I cannot tell you how much this comment pleases me, the idea of you smoking pot and playing loud music in the back room, and taking your frozen pizzas home with you. Why the Ramadan crankiness, do you think? Daytime fasting = irritability?
yeah, not eating all day for a month would make me pretty crabby, too. i’m sure watching their customers buy cheese danishes and Doritos and greasy microwave cheeseburgers didn’t help, either.
i quit after, i don’t know, two months, but the way in which i did it was spectacular. i don’t remember this, of course, but i am told i staggered into the store one night, completely plastered, and told them to go to hell and that i was going dancing (?!) instead of working my shift.
they still won’t let me live that one down, which is maybe why i don’t go there quite as often as i used to…
no, i do not in fact get an intense craving for a large spoonful of blackstrap molasses. i do believe it has iron and other good stuff within, but cannot fathom putting such a vile concoction into my innocent mouth. i would doubt your sanity were i not aware of a number of people who are avid molasses consumers, if not placing it directly in their mouths, then defiling a number of otherwise normal food items with it.
case in point: many a morning of my childhood, my father used to boil up the healthiest pot of nastiness you could imagine. there were various whole grains in there (oats? bulgar? wheat? who knows.), as well as yeast, some other healthy brown powder of unrecalled name, and a monstrous helping of molasses. perhaps this is where i acquired my aversion?
the roots may be debatable, the end result is conversations like this one:
-how do you like the cookies i made?
-they’re okay, except for the molasses.
-but they’re molasses cookies. they’re supposed to have a hint of molasses.
-well, that would explain the problem. like i said, they’re okay except for the molasses.
-exasperated sigh on the baker’s part.
I love a big spoonful of molasses.
Seeing as you also love a big spoonful of mayonnaise and a big spoonful of butter, I don’t know if you count in the molasses study, though, Gabrielle.
At our local petrol station……
She must be in her sixties, possibley older. She has the face of a woman who worshipped the sun in her youth. It does not have wrinkles, it has canyons. Her nails are false and always painted with bright colours. On Australia Day , she had little Australian flags painted onto each nail. She calls everyone ‘Doll’, is about 5ft tall and has the voice of a committed smoker. She is the life and soul of the place.

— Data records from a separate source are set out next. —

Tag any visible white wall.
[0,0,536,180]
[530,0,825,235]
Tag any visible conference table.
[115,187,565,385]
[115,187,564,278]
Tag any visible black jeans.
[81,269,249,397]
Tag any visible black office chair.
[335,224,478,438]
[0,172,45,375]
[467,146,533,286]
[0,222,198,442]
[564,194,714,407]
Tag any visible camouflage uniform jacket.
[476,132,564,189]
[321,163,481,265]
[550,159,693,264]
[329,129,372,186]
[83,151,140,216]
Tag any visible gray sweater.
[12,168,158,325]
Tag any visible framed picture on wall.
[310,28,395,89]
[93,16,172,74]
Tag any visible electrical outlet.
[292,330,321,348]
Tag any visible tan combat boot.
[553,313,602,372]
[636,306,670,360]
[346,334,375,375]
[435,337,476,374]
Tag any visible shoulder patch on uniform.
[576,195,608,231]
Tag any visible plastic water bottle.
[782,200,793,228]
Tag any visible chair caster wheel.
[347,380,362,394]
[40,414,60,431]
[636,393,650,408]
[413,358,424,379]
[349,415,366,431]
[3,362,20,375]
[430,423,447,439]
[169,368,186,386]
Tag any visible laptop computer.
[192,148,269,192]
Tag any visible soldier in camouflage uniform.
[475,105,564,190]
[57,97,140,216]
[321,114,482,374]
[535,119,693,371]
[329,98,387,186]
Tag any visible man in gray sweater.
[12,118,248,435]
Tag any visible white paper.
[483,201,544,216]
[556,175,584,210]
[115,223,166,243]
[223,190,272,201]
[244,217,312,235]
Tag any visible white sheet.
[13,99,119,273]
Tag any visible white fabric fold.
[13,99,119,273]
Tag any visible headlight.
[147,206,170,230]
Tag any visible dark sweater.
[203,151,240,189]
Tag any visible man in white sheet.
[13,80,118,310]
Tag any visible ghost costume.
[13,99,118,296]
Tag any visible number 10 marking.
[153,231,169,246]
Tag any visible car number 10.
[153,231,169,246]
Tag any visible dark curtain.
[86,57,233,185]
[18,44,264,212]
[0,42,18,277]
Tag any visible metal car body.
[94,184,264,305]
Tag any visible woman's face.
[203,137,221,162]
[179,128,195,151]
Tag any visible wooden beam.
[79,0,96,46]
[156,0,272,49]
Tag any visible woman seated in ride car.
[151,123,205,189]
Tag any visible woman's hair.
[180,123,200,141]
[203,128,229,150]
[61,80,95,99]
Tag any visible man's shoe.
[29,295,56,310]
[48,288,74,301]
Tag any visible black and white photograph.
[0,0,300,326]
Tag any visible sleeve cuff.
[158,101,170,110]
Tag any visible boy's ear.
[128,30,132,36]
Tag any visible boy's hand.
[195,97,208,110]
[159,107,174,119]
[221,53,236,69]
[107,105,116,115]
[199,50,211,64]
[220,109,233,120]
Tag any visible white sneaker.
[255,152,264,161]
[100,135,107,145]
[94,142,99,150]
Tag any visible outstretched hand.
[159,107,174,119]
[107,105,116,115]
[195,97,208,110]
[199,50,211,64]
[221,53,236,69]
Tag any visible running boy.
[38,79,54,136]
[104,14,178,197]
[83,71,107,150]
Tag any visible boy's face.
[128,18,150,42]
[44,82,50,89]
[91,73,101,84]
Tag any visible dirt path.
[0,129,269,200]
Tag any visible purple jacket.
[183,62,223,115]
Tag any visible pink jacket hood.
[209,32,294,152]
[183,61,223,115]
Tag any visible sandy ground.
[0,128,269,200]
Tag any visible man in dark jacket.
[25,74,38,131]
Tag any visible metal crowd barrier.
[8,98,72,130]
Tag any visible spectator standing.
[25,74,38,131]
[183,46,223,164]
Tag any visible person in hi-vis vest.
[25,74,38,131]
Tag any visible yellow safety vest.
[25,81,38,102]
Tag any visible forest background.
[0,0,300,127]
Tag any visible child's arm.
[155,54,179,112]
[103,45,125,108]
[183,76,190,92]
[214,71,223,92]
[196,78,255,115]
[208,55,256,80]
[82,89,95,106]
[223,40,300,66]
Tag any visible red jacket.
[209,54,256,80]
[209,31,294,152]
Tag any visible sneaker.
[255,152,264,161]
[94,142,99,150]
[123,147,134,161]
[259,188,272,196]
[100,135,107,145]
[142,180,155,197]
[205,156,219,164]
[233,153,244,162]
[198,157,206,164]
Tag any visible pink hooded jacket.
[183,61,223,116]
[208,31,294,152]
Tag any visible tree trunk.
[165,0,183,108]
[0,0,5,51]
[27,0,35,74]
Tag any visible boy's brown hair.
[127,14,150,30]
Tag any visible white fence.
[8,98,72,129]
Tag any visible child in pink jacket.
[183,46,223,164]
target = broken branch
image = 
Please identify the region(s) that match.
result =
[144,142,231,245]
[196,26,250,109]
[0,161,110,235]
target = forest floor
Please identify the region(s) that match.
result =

So did you know that at our local gas station they sell the best water rolls slathered with cold butter? 89 cents and worth every penny. They also pick on your father by accusing him of stealing antifreeze; you will have to talk to him on the phone to get the full effect of that one.
Now that I think of Stewart’s, I desperately need a 1/2 gallon – and it is indeed a full 1/2 gallon – of coffee ice cream. It goes with the weather outside.
Oreo, guess what I just made? MOLASSES COOKIES. Bwahaha!
My dear herhimnbryn, my car needs filling and how I wish I could pull in to your petrol station (which sounds so much better than gas station). I am ashamed to admit that I had to look up an image of the Australian flag since I couldn’t recall what it looked like. How shamefully American of me.
Gabrielle, you and I will forever differ in our ice cream tastes. You and your Stewart’s, me and my Haagen-Dazs. So be it.
P.S. Gabrielle, I love water rolls, especially slathered with butter, but why are they called water rolls? I don’t get it.